Most microfinance operations are still in the testing phase, but there is growing interest in the strategy, as supermarket chains and other retailers face increasing demand for e-commerce during the pandemic. The market for automated microfilling centres is estimated at USD 1.2 billion by 2024, according to the research firm Interact Analysis.
Texas retailer H-E-B LP, in cooperation with warehouse equipment supplier Swisslog Holding AG, is installing several automated microfilling systems that will support the receipt and delivery of goods at the end of the chain, according to Swisslog in September.
The micro-functional structures of the AutoStore robot company are essentially giant cubes packed in trays on top of each other, with the most popular items on top for faster access. The robots move on top of the cube, take out the garbage cans and bring them to the station where the workers take over.

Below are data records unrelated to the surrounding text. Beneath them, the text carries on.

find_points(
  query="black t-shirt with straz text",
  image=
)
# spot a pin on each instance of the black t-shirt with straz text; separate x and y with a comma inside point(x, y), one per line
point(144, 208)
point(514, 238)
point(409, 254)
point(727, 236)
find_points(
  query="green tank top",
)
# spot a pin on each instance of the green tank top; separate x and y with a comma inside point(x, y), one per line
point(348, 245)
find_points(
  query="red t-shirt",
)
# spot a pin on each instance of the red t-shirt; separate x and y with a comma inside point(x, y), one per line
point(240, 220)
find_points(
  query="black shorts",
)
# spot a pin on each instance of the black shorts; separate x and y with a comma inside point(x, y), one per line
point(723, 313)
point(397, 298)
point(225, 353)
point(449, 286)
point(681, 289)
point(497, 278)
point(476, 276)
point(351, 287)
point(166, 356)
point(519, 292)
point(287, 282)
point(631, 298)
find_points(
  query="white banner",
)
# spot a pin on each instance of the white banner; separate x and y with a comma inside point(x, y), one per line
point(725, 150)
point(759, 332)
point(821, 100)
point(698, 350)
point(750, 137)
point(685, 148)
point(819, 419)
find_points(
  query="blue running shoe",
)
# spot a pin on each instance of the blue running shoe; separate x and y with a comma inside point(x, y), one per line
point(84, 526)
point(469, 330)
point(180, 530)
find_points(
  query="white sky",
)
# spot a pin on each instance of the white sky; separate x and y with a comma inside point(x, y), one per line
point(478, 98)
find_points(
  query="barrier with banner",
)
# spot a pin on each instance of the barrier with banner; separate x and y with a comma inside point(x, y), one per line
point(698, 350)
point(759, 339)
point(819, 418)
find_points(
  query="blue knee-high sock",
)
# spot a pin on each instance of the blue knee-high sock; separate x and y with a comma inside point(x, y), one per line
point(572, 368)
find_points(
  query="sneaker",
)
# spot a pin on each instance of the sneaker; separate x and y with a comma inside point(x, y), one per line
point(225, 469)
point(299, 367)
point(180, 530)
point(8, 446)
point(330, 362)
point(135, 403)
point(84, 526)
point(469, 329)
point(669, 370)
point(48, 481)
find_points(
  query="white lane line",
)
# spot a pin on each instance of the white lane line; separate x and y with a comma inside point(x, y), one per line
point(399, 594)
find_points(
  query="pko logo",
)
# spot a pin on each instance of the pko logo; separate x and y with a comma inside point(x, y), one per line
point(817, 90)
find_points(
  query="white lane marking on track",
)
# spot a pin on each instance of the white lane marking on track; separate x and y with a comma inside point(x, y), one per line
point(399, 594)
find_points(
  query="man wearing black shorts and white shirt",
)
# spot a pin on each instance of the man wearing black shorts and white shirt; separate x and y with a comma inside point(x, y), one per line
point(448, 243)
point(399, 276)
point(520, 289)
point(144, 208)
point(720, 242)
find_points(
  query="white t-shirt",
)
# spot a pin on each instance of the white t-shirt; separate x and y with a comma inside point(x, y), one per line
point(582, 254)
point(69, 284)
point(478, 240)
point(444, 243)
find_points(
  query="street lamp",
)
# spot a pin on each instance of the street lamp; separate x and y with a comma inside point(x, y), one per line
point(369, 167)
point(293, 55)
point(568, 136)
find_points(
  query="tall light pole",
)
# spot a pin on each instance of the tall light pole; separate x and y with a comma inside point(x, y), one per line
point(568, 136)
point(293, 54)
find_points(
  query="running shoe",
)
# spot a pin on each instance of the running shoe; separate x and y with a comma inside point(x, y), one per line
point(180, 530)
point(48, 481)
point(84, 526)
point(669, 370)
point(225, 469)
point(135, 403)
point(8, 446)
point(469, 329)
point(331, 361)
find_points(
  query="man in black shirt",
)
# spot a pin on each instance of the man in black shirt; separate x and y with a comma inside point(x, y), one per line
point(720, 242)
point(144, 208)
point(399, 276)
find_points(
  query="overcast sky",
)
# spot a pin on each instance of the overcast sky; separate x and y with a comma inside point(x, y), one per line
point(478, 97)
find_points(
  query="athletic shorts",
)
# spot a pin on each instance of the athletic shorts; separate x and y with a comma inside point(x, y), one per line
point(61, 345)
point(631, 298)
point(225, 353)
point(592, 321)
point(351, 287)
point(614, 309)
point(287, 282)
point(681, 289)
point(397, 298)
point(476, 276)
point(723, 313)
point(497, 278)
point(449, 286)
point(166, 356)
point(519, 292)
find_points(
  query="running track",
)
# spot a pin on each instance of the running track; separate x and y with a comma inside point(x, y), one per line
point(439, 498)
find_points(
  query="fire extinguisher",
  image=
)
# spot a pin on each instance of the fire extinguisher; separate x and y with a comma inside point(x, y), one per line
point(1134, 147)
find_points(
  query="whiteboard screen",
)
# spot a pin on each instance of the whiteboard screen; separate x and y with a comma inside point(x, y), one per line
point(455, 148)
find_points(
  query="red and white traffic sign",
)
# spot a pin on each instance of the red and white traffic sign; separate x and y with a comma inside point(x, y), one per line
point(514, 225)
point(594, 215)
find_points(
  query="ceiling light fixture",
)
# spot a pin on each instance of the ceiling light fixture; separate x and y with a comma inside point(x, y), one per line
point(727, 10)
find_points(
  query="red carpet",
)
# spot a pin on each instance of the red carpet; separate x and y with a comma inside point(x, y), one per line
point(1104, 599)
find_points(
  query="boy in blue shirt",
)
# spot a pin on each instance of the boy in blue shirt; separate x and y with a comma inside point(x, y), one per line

The most important thing is to store food in a space that can only be picked up by robots, but not by humans.
There is no vertical air space between the containers and only about 15 cm space between the stacks, says Mitch Hayes, vice president of e-commerce and retail at Swisslog Americas. Product units generally consist of three different sections: one for room temperature products, one for refrigerated products and one for fast moving products.
According to Swisslog, more than 200 AutoStore systems have been installed worldwide, with a growing number of micro-filling centres for external logistics service providers, manufacturers and retailers.
The mobile robot scans QR codes during transport of a dumpster.
Kos. and the shopkeeper
are among the companies offering various automated systems from suppliers such as Takeoff Technologies Inc. The fabric also builds a 10,000 square foot site for online grocery retailer FreshDirect LLC and plans to build another site in Dallas of about 40,000 square feet to process food and general merchandise orders.
Non-food retailers are in no hurry to accept this concept, industry experts say.
One of the exceptions is
Last fall, a department store operator installed robotic systems in two warehouses in California to sort outgoing parcels and store and receive stock vertically. Automation takes up less space than traditional distribution and reduces the number of steps performed by human labour.
This enables us to deliver products to our customers faster, said Ngoc Phan, Nordstrom’s Vice President, Supply Chain and Engineering, in an interview last year.
For food companies facing increasing online demand during the pandemic, this technology offers a faster return on investment than large robotic warehouses. At the same time, it enables retailers to process orders faster than in the aisles where people walk, according to Tom Enright, an analyst with the vice president of the supply chain and retail research firm.
You can make a lot more baskets and then cut them into pieces, Mr Enright said. You can receive your order at noon and place it in front of the door before 3pm or 4pm or earlier.